Legomsky, who made a detailed study of dual nationality and military service, concludes from his analysis of State practice that dual nationals are generally permitted to serve in the military. If this policy has led to any problems, they are not apparent. At the same time, the relative stability of State relations (violence now more often occurs within States rather than between States) has to some extent hollowed out the loyalty argument. Moreover, the decline of conscription has removed one of the most important arguments against dual nationality.


Aram Karamanoukian, in La double nationalité et le service militaire, has given an historical overview of the bilateral treaties concluded by France with a number of other States which specifically addressed the problem of military service for dual nationals. His survey reveals that a great number of different solutions to the problem of dual military obligations were to be found in these treaties. Sometimes it was the country of permanent residence where the dual national had to fulfil his military obligations, other times it was the country where he had his habitual residence and with which he was most closely connected. Still other treaties gave the individual a right of election or simply provided that military service must be fulfilled in either country.


A number of multilateral treaties have also tried to prevent multiple nationals from having to fulfil military obligations twice. The 1930 Protocol Relating to Military Obligations in Certain Cases of Double Nationality as well as the second chapter of the 1963 Convention on the Reduction of Cases of Multiple Nationality are particularly noteworthy in this respect.

Article 1 of the 1930 Protocol provides: “A person possessing two or more nationalities who habitually resides in one of the countries whose nationality he possesses, and who is in fact most closely connected with that country, shall be exempt from all military obligations in the other country or countries”. Article 5 of the second chapter of the 1963 Convention reads: “Persons possessing the nationality of two or more Contracting Parties shall be required to fulfil their military obligations in relation to one of those Parties only”.


The usefulness of this second chapter is shown by the fact that a large number of States have in recent times denounced the first chapter of the 1963 Convention, as an expression of their growing tolerance of dual citizenship, but have decided to remain bound by the second.
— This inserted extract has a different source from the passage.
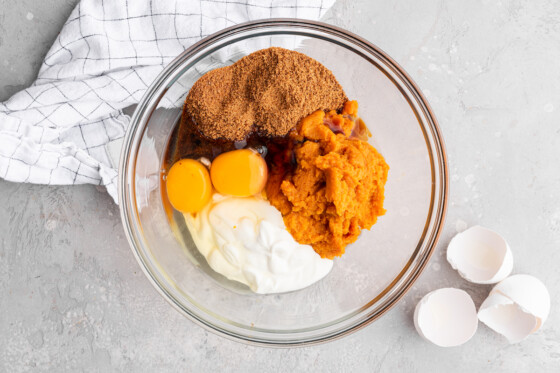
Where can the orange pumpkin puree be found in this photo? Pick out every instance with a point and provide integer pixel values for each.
(335, 187)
The 1997 European Convention on Nationality also makes an effort to solve the problem of cumulating military obligations for multiple citizens. Article 21 ECN provides that “persons possessing the nationality of two or more States Parties shall be required to fulfil their military obligations in relation to one of those States Parties only”. The same Article also provides that the military service shall – in the absence of a special agreement – be fulfilled in the country of the habitual residence. This solution seems to be an efficient way to prevent an accumulation of military obligations for multiple nationals.


Nevertheless, some authors stress that the issue of loyalty must not be neglected. Kay Hailbronner has criticized the provision in the ECN which allows for voluntary military service in the other country of which the multiple national holds the nationality. He finds it doubtful that “a principle of free choice adequately reflects a proper balance of the interests of the individual and the society” and concludes that “voluntary military service in a state other than the state of residence is hardly suitable to promote integration”.